I feel as though I've been tipped back into 
Victorian England. 'How can this still be 
happening?' I ask Kit. He replies: 'We are all 
just five steps away from being on the street. It 
can happen through a relationship breaking up, 
abuse, mental illness or just through sheer bad luck.'

And then I meet David. He is tall, dressed in the 
usual student uniform of jeans and hoodie, with 
long dark hair and startling blue eyes. We sit on 
a bed together. I ask him where he lives. He 
starts to describe a square in Bristol. Well, 
that sounds quite nice, I tell him. Is it a flat 
or a bedsit? 'No, in the square,' he says, as if 
I have learning difficulties, 'on a park bench.'

You live on a park bench? 'Yes.' In this weather? 
'The cold isn't so bad. It's the rain that gets you down.'

David never knew his real parents. He was adopted 
by a couple 'who never should have been allowed 
to have a child', and ran away from home aged 16.

He is 40 and has lived on the street ever since. 
Can't he get a job? 'I have tried, but they don't 
take into account you might be soaked to the skin, or exhausted.'

Do you get depressed? 'Of course I do. But I try to keep a lid on it.'

Can't the Government get you a bedsit? 'I don't 
want a bedsit,' he says. 'I want what you have.'

I meet a man called Alan, who is 49, but, what 
with his lameness, his lack of teeth and his 
weather-beaten face, he might just as well have told me he was 80

I almost say, crossly, that, well, you'd have to 
work hard to get that, but, of course, I'm not 
taking into account the fact he was abused, he 
never had a family.
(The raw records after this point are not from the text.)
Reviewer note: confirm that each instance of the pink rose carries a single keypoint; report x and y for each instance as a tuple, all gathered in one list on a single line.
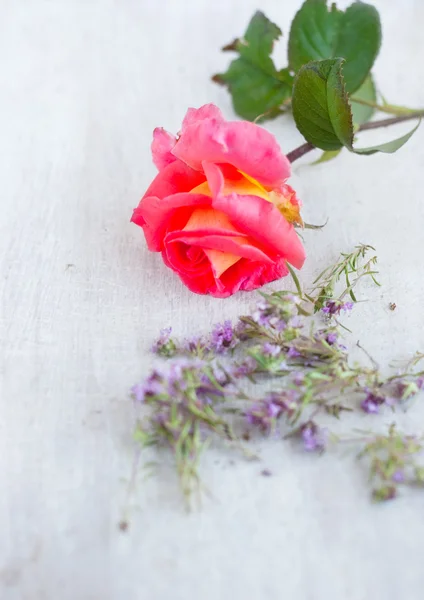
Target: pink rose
[(219, 209)]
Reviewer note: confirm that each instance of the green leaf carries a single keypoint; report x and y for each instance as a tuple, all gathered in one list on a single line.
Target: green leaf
[(388, 147), (327, 156), (256, 87), (362, 113), (322, 111), (320, 33), (320, 105)]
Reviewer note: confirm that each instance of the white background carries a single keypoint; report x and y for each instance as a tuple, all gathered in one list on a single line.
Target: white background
[(82, 85)]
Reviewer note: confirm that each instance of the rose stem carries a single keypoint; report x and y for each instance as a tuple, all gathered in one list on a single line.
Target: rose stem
[(305, 148)]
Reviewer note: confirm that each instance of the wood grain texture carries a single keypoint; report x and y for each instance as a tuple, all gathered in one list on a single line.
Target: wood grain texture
[(82, 85)]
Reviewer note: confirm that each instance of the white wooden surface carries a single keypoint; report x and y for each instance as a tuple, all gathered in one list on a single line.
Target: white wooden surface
[(82, 84)]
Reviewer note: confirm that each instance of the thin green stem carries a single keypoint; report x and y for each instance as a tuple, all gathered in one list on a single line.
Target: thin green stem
[(305, 148), (390, 109)]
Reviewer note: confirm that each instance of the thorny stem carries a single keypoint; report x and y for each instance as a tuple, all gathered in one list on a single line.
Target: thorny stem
[(305, 148)]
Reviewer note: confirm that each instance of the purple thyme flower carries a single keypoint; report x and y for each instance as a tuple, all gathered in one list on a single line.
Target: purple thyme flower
[(298, 378), (332, 307), (223, 337), (314, 438), (293, 353), (271, 349), (371, 403), (331, 338), (247, 367)]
That living in the cold every 
day makes you cantankerous, dislikeable, tougher than I will ever be.

He tells me he went to Cornwall in the summer. 
Hmm, I think, a holiday. I don't get holidays. 'I 
went because it's a few degrees warmer. I walked 
there. Only took a few weeks.'

David is fiercely independent and wary of rules, 
probably because, given his status, he is always 
bossed about, moved on, told what to do. I ask if 
he has any friends. 'No, not with other homeless 
people, mainly because I don't drink, or take anything.'

He says he is going to stay for dinner, but that 
he won't sleep in the dorm, preferring the 
independence, the peace and quiet, of his bench. 
I say it must be hard, unable to have a 
girlfriend or children. 'I will never have that,' 
he says. 'Who would want this?' He points at his rotting teeth.

Does he worry about the future? 'I don't have a 
future. What I dream about is having a piece of 
land, looking after it, learning some old-fashioned skills.'

I ask what is the hardest thing about being 
homeless. 'People are very rude to me. That, and the rain.'

He picks up his tiny rucksack. I ask if he has a 
mobile number, and he looks at me as if I've 
asked where he parked his Porsche. My eyes 
automatically swivel to check the location of my 
Michael Kors tote. He sees me do this, and I feel ashamed.

At the end of the night, I walk back to my car, 
to my warm, cosy life, and decide I'm going to go 
back to that square to find David, and I'm going to try to help him.